摘要 可逆的蛋白质磷酸化是控制大多数细胞过程的主要调节机制， 包括有丝分裂。蛋白激酶和磷酸酶之间的“拉锯战”控制着蛋白质的活性和功能。这个 这两种活动的精确协调对于准确地进行细胞分裂是至关重要的。尽管有大量的 破译激酶介导的磷酸化及其功能影响的进展，知之甚少 关于磷酸酶以及去磷酸化是如何被调控的。我们研究计划的长期目标是 揭示协调和整合PPP、激酶及其共享底物的机制 控制细胞分裂的信令网络。 大多数细胞去磷酸化是由7个催化磷酸酶亚基执行的。 磷酸蛋白磷酸酶(PPP)家族。尽管为数不多的 催化PPP酶的复杂性和特异性是通过全酶的形成而产生的。每个人 全酶作为一个不同的实体发挥作用。非催化亚基调节催化剂的活性。 亚基，使底物专一性，决定亚细胞定位，并确保适当的调节。 总体而言，有数百种具有功能的PPP全酶。 在研究PPP的功能和机制方面存在着关键的知识差距和挑战 去磷酸化。尽管已经确定了数十万个蛋白质上的磷酸化位点， 只有~450个匹配被特定的PPP全酶去磷酸化。这在一定程度上是由于 缺乏全酶特异性抑制剂和PPP全酶的复杂性。 为了克服这些障碍和填补这些知识的空白，我们将(I)确定全酶特异性 底物；(Ii)底物募集和位点特异性去磷酸化的机制；以及(Iii) 确定管理特定PPP全酶的调节输入。我们已经开发出新的细胞生物学和 研究PPP信号的生化方法。我们计划绘制PPP基板空间图 通过共享，为我们的实验室和信令界研究PPP提供了全面的基础 我们的调查结果通过一个用户友好的数据库广泛和公开地进行，我们将维护该数据库。PPP的作用机制 用来招募底物和催化位点特异性去磷酸化的方法仍在出现。我们将继续 分析这些机制以预测和系统地分析细胞中的PPP-底物关系。最后， 需要确定控制PPP全酶形成、活性和功能的调节输入 了解它们在调节有丝分裂中的作用。我们结合了蛋白质组的定量测量和 用磷蛋白组体外重组的最小信号单位和在细胞内精确测定 磷酸酶在细胞分裂中的作用和调节。

项目成果

Mechanisms Connecting the Conserved Protein Kinases Ssp1, Kin1, and Pom1 in Fission Yeast Cell Polarity and Division.

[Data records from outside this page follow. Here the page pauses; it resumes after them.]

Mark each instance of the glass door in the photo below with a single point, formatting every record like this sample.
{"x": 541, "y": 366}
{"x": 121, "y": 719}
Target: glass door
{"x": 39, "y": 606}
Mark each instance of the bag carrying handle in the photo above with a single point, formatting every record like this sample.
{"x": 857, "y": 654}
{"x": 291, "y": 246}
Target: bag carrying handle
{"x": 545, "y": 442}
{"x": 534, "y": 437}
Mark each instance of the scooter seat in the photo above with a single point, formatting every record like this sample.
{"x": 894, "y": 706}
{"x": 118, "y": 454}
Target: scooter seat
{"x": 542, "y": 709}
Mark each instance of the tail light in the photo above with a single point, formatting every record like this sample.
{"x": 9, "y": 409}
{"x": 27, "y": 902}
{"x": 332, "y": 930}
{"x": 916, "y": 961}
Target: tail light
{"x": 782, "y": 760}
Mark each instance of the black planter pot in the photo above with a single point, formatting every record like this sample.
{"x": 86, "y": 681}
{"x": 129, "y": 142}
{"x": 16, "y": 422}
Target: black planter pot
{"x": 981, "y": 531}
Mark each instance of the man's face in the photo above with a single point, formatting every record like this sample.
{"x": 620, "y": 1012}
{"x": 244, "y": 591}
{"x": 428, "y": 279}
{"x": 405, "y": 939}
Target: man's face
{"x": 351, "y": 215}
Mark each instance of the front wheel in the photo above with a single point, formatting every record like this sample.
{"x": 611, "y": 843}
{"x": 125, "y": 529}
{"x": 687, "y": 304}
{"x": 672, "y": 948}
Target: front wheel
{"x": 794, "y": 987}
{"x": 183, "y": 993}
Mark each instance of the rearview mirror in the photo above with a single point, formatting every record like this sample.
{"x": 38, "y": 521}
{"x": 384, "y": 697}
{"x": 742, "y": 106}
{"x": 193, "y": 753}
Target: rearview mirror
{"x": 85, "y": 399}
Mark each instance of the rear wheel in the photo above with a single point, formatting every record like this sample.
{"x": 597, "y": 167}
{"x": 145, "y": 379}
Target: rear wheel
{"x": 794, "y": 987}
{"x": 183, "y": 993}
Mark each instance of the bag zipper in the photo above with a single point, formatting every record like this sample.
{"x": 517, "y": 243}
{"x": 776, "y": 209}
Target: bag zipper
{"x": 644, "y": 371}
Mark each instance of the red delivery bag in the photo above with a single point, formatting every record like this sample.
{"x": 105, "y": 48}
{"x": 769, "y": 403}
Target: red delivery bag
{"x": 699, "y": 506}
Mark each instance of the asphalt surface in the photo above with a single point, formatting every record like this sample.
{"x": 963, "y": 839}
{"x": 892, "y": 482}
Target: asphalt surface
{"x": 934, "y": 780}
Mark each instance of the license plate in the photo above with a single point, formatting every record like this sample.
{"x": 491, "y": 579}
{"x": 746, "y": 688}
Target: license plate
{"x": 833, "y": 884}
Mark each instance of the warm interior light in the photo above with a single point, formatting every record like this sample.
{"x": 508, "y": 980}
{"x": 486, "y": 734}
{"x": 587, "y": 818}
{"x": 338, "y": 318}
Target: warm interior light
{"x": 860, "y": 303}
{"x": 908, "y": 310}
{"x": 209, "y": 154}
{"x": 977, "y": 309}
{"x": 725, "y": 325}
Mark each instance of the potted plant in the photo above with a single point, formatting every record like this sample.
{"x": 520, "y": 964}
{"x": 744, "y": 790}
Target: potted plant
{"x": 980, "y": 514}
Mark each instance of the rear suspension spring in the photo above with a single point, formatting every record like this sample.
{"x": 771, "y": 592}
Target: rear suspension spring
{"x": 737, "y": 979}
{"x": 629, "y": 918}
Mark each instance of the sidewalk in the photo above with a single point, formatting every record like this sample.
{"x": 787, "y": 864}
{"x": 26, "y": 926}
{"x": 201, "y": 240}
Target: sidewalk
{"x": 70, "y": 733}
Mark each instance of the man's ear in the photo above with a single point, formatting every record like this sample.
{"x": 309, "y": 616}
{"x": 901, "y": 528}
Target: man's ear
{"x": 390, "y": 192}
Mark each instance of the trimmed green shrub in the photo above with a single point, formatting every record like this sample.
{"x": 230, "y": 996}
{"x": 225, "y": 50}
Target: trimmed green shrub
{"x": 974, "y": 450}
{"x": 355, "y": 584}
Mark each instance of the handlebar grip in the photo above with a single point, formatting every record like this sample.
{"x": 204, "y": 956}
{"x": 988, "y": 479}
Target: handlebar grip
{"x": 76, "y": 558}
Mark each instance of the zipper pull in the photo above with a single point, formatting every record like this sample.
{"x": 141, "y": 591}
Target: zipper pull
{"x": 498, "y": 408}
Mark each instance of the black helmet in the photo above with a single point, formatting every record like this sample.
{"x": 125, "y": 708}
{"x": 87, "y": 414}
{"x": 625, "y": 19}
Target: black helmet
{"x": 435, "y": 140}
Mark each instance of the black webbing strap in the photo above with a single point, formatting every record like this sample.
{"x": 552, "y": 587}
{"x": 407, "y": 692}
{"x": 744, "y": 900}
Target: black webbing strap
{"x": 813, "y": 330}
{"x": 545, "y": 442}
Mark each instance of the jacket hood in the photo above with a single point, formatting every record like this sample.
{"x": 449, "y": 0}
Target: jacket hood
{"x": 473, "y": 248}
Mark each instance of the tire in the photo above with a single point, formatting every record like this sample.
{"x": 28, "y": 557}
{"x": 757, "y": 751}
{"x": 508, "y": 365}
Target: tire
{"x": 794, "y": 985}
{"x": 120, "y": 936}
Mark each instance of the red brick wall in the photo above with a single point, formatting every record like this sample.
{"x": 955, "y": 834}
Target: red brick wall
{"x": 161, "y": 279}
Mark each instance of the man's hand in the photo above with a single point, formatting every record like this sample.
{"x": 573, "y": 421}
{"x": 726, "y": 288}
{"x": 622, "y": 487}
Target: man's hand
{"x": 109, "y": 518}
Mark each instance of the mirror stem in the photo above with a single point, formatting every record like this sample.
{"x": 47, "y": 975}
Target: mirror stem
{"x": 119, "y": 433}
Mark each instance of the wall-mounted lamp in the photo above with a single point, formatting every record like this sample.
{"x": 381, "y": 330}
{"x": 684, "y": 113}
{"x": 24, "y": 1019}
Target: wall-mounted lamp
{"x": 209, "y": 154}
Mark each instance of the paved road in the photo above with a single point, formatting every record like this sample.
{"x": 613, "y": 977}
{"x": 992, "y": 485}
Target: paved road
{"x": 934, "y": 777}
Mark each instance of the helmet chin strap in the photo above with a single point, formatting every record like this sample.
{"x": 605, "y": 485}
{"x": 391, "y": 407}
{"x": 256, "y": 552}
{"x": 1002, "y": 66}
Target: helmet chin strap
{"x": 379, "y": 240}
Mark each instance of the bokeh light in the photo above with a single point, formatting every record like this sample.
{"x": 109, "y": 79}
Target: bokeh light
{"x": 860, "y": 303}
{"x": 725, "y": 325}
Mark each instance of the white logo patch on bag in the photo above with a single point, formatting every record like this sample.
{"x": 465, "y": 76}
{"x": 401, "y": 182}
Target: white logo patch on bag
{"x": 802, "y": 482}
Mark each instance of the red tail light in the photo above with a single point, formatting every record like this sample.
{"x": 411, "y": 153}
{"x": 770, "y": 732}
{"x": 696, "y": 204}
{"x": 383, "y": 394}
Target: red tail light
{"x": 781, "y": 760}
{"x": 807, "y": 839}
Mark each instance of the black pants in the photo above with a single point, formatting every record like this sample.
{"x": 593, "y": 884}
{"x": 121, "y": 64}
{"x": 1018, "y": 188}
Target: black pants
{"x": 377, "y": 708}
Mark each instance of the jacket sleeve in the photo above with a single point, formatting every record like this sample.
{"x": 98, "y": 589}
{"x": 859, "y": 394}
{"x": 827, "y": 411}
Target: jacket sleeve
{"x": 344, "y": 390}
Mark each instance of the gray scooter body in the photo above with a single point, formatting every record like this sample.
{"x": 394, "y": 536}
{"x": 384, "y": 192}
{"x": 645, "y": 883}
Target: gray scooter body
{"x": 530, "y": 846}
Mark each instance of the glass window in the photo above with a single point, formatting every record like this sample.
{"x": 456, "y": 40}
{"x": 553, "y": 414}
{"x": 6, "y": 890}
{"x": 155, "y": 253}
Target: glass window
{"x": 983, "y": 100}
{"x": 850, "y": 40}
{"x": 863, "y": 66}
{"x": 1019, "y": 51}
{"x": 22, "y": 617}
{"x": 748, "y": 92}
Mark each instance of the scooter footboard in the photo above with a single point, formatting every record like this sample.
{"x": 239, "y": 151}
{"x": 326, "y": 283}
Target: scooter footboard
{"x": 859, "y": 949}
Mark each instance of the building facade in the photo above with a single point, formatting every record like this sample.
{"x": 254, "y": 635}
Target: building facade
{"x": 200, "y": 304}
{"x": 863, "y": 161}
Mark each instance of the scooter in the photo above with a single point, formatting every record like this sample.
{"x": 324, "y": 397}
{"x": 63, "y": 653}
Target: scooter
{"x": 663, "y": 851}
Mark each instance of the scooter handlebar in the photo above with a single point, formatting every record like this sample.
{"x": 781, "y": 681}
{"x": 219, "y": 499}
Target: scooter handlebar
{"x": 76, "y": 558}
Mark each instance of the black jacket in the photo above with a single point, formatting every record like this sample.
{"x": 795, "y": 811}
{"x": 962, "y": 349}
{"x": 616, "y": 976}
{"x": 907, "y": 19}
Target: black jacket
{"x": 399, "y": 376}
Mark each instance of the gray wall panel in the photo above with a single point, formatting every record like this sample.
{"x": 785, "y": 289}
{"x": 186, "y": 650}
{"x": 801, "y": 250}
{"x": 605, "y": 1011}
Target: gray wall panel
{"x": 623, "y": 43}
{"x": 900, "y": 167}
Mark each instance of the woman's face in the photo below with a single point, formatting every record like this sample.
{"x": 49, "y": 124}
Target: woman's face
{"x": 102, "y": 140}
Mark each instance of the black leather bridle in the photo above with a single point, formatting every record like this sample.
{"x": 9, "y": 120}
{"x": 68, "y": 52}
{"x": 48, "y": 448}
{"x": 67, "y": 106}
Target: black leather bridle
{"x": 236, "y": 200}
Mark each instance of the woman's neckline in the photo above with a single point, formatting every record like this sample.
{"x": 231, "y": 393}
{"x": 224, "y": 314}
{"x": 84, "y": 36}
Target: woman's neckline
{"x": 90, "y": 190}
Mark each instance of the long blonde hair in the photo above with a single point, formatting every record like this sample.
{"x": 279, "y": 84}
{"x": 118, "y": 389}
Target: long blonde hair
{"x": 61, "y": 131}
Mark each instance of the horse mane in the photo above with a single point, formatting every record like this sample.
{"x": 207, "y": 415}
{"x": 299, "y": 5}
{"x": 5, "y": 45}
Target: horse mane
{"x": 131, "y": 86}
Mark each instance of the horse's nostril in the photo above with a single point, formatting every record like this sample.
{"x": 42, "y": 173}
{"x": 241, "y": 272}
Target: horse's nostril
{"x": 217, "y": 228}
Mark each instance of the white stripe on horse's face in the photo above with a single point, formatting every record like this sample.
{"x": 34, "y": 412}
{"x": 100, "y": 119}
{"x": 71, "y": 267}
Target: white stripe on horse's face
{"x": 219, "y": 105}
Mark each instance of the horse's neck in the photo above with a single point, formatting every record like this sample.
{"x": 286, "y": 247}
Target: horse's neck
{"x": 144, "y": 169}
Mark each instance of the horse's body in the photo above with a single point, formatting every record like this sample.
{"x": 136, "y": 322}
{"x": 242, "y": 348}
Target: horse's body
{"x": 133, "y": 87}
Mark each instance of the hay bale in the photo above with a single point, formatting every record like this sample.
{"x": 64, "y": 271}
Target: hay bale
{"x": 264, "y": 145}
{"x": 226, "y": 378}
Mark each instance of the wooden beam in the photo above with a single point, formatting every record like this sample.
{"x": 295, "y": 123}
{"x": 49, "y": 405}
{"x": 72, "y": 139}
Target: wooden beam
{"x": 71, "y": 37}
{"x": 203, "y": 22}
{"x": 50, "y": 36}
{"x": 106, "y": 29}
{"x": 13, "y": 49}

• DOI: 10.1016/j.cub.2017.11.034
• 发表时间: 2018-01-08
• 期刊: Current biology : CB
• 作者: Lee ME;Rusin SF;Jenkins N;Kettenbach AN;Moseley JB
• 通讯作者: Moseley JB

The Phospho-Code Determining Circadian Feedback Loop Closure and Output in Neurospora.

• DOI: 10.1016/j.molcel.2019.03.003
• 发表时间: 2019-05
• 期刊: Molecular cell
• 影响因子: 16
• 作者: Bin Wang;A. Kettenbach;Xiaoying Zhou;J. Loros;J. Dunlap

Effects of carboxyl-terminal methylation on holoenzyme function of the PP2A subfamily.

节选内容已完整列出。